Last week I told you about a CNN story about North Korean defector Lee Min-bok, who had reportedly used balloons to drop 80,000 copies of The Interview over North Korea. This week, The Hollywood Reporter published a new piece from Paul Bond, who was actually embedded with some of the balloon droppers. Among other things, he corrects the 80,000 number, saying his sources put the number at more like 200.
Meanwhile, a rival balloonist (yes, those exist) THR spoke to claims Lee’s balloons probably never even made it to the north because of winds. Park Sang-Hak was a Pyongyang elite (as Paul Fischer noted, almost every defector you hear from are either elites with enough freedom of movement to escape or people who lived in the border regions) who escaped across the Yalu river with his mother and sister. The North Korean government responded by beating his uncle to death, and now that Park is a high-profile propaganda smuggler, he’s been the target of numerous assassination attempts, including a foiled 2011 plot that involved a poisoned needle disguised as a pen and a gun that looked like a flashlight. Poor North Koreans, here in the good old US of A, we use our fake flashlights to have sex with.
Interestingly, the copies of The Interview Park risks death to smuggle past censors are themselves censored:
Now, Park uses the helium-filled balloons to distribute DVDs and USB drives that begin with five minutes of typical North Korean propaganda before switching abruptly to a 12-minute subtitled edit of Interview — a bit from the beginning, middle and end, with the more vulgar parts removed. For those who risk prison and death to view the video, the revelation is seeing Kim portrayed as a source of ridicule and not, as propagandists insist, a deity sent from heaven to rule North Korea like his father and grandfather before him.
The report also sheds some light on how the true numbers end up getting distorted.
It is major news in South Korea, repeated several times during the next few days — usually with exaggeration.
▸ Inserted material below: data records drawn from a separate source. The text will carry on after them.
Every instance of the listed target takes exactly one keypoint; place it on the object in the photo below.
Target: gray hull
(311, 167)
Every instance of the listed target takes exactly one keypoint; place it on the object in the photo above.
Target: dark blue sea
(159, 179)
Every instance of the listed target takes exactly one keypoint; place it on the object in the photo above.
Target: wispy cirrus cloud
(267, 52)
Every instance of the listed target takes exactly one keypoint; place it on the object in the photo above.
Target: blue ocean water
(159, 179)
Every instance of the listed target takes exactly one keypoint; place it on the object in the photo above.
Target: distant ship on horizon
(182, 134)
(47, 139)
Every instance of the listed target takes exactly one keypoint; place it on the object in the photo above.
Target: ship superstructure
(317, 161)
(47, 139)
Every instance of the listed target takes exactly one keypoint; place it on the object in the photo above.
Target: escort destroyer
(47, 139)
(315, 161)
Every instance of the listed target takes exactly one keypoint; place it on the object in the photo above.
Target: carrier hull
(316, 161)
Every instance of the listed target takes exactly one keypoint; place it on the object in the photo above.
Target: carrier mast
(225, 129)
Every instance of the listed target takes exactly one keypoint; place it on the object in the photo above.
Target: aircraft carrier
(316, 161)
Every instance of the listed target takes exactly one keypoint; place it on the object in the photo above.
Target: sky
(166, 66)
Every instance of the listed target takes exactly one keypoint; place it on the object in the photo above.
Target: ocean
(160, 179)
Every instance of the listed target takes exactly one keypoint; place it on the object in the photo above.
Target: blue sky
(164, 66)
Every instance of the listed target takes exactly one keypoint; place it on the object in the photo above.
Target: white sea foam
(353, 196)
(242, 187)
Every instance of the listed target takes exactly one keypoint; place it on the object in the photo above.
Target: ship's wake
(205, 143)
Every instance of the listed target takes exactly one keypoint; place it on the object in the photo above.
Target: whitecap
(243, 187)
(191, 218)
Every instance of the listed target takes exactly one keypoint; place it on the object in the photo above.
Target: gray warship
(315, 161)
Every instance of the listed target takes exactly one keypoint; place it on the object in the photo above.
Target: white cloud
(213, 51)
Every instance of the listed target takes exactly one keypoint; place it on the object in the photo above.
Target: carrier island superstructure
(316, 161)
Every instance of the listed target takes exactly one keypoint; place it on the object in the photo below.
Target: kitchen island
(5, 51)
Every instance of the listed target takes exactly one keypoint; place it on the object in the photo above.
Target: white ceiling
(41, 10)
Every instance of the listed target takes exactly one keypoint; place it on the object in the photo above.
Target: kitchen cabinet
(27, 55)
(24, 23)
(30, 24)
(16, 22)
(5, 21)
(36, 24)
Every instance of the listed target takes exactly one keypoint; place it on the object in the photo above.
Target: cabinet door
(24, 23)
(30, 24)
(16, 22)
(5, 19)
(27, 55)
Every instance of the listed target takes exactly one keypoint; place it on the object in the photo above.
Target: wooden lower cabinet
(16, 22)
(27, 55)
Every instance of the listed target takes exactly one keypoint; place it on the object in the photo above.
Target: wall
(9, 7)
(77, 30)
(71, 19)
Park was trying to deliver 100,000 complete copies of The Interview, according to local media reports, but in truth he had 2,000 copies of his 12-minute excerpt. [HollywoodReporter]
And international media end up picking up the reports, since most don’t have their own reporters on the ground.
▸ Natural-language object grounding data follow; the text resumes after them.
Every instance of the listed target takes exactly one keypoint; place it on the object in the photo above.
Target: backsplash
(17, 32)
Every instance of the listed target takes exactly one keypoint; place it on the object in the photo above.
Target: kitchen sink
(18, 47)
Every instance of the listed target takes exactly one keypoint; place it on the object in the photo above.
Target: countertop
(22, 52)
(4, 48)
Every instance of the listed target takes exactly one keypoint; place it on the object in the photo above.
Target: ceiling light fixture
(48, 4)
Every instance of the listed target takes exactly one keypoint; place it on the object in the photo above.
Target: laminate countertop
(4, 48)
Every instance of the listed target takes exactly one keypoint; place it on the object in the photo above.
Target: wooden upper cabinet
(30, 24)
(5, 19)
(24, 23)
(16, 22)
While defectors and defector groups risk it all to do the balloon drops, lots of South Koreans have their own issues with the effort, from the idea that it’s “needless provocation” to the danger of bullets fired at the balloons from the North landing in the South. Lots of folks commenting on our last post about the drops wondered how many people could even watch these DVDs, assuming they even got to them. On that note, THR writes:
By some estimates, 74 percent of North Koreans have access to a TV set, 46 percent to a DVD player, and there are about 8 million PCs and tablets among a population of about 25 million.
To elaborate further on that, I recently read historian Andrei Lankov’s The Real North Korea, which came out in 2013, and made sure to bookmark the DVD section:
From around 2000, VCRs and soon afterward, DVD players, began to spread in North Korea in large numbers. These machines are cheap and perfectly legal. It was assumed the North Koreans would use them to watch officially approved and idealogically wholesome fare, like, say, biopics of the dear leader and his extended family. However, North Koreans usually prefer to watch something different, and rather ideologically suspicious: smuggled foreign movies and TV dramas, often those produced in South Korea.
As always is the case with North Korea, statistics are highly unreliable. According to Chinese customs, 350,000 DVD players were brought to North Korea in 2006 alone. A large number for a country with a population of some 24 million. It seems that in border areas and major cities, one out of every three or four families has a DVD player nowadays. A study by the InterMedia research group concluded that in 2009, the penetration rate was 21% and 5% for VCD and DVD players, respectively. From my own research, it seems that in the borderland areas of the country, some 70 to 80 percent of all households were in possession of DVD players by early 2012.
That figure also doesn’t include computers, which Lankov estimates “the number of privately owned computers, or comptuers that can be accessed with relative ease, now definitely exceeds 100,000 and is likely to reach a few hundred thousand.”
And then there was this:
[…] A Western diplomat recently related to the present author that USB memory sticks have become a popular fashion accessory among the privileged Pyongyang youth. The message is unmistakeable: by sporting a USB, an individual demonstrates that he/she has access to a computer, one of the important status symbols in present-day Pyongyang.
USB jewelry! Take that, pointy boots. Man, I hope we start to get some news reports out of North Korea as the regime collapses, because the absurdist, Mad Max sh*t that goes on there is going to put any movie to shame. Oh, and yes, according to the THR piece, plans are in place to include Team America in the next DVD drop.